As we are applying ML to more and more real-world tasks, we are moving toward a future in which ML will play an increasingly dominant role in society. Therefore addressing safety problems is becoming an increasingly pressing issue. Broadly speaking, we can classify current safety research into three areas: specification, robustness, and assurance. Specification focuses on investigating and developing techniques to alleviate undesired behaviors that systems might exhibit due to objectives that are only surrogates of desired ones. This can happen e.g. when training on a data set containing historical biases or when trying measuring progress of reinforcement learning agents in a real-world setting. Robustness deals with addressing system failures in extrapolating to new data and in responding to adversarial inputs. Assurance is concerned with developing methods that enable us to understand systems that are opaque and black-box in nature, and to control them during operation.

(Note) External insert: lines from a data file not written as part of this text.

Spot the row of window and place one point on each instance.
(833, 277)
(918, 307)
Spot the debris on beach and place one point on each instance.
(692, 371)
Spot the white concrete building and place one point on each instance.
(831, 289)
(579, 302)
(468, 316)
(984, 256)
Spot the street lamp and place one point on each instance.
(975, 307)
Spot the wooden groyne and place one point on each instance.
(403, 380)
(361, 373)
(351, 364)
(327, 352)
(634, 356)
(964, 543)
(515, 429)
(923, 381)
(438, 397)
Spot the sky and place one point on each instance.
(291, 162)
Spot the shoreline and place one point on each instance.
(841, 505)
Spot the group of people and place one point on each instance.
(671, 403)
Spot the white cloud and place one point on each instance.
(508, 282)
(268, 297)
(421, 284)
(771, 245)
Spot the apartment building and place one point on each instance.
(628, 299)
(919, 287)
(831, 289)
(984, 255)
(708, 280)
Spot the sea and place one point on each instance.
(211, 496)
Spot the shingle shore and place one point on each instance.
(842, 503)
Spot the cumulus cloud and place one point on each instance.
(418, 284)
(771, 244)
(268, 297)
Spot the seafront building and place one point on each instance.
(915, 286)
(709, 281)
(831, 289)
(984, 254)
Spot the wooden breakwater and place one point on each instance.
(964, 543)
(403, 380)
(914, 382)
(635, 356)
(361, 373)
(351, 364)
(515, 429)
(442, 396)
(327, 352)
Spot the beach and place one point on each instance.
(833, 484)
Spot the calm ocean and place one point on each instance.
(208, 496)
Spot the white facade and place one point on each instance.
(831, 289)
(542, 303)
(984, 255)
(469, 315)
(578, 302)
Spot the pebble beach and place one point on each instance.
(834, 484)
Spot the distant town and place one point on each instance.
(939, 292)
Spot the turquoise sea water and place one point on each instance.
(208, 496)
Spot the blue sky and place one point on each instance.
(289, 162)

This tutorial will give an overview of these three areas with a particular focus on specification, and more specifically on fairness and alignment of reinforcement learning agents. The goal is to stimulate discussion among researchers working on different areas of safety.
Silvia Chiappa (DeepMind)
Silvia Chiappa is Research Scientist in Machine Learning at DeepMind. She holds a Diploma di Laurea in Mathematics and a PhD in Machine Learning. Before joining DeepMind, Silvia worked at the Empirical Inference Department of the Max-Planck Institute for Intelligent Systems, at the Machine Intelligence and Perception Group of Microsoft Research Cambridge, and at the Statistical Laboratory of the University of Cambridge. Her research interests are based around Bayesian & causal reasoning, graphical models, variational inference, time-series models, and ML fairness and bias.
Jan Leike (DeepMind)
Until recently Jan was a Senior Research Scientist at DeepMind where he studied the agent alignment problem. He holds a PhD in computer science from the Australian National University where he worked on theoretical reinforcement learning. Before joining DeepMind, he was a Postdoctoral researcher at the University of Oxford. Jan’s research interests are in AI safety, reinforcement learning, and technical AI governance.